Question

The product of the roots of the equation \( x^4 + 1 = 0 \) is ....... (answer in integer).

Hint:

For equations of the form \( x^n + a = 0 \), the product of the roots can be determined using the relationship for the product of the roots in polynomials.

Answer 1

The equation is given as \( x^4 + 1 = 0 \), which simplifies to: \[ x^4 = -1 \] The fourth roots of \( -1 \) are the complex numbers that satisfy this equation.
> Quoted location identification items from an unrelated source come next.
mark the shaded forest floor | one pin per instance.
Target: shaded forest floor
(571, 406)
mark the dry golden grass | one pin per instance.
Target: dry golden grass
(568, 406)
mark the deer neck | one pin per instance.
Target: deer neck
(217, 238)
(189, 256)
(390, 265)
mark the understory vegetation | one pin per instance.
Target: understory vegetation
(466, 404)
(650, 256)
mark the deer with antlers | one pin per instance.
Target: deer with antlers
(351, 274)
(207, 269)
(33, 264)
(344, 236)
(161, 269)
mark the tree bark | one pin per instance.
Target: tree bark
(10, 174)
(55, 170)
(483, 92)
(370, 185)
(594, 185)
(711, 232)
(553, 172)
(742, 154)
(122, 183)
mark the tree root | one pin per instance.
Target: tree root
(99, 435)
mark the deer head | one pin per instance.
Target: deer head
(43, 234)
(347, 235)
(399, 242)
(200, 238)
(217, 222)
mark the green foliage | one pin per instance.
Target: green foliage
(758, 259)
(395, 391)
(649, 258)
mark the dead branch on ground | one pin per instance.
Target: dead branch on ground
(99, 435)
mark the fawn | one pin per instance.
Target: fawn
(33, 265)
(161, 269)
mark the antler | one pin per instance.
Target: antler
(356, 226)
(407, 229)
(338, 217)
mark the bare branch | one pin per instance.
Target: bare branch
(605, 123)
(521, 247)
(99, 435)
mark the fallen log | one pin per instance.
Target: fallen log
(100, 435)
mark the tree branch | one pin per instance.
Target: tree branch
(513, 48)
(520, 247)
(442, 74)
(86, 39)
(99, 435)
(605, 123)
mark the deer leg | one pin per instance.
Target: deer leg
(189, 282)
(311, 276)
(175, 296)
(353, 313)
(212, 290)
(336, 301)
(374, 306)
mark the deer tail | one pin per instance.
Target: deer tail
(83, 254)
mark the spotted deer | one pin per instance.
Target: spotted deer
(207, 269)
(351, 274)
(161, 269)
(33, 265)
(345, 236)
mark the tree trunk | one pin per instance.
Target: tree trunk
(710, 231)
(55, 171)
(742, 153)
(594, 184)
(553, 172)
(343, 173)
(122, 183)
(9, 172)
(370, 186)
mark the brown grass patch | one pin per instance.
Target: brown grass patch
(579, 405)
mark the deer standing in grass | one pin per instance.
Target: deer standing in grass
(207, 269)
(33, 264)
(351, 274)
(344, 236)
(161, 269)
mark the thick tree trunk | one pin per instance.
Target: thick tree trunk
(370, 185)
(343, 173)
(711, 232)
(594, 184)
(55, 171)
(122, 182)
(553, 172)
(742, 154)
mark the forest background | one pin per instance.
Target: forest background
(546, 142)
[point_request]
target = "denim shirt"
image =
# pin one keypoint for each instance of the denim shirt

These roots are given by: \[ x = e^{i\frac{(2n+1)\pi}{4}} \quad {for} \quad n = 0, 1, 2, 3 \] The four roots are: \[ x = e^{i\frac{\pi}{4}}, \, e^{i\frac{3\pi}{4}}, \, e^{i\frac{5\pi}{4}}, \, e^{i\frac{7\pi}{4}} \] The product of these roots can be found by multiplying all the roots. Since the product of the roots of a polynomial \( ax^n + bx^{n-1} + \cdots + z = 0 \) is given by \( (-1)^n \times \frac{{constant term}}{{leading coefficient}} \), for this equation, the product of the roots is \( (-1)^4 \times \frac{1}{1} = 1 \).
Thus, the product of the roots is \( \boxed{1} \).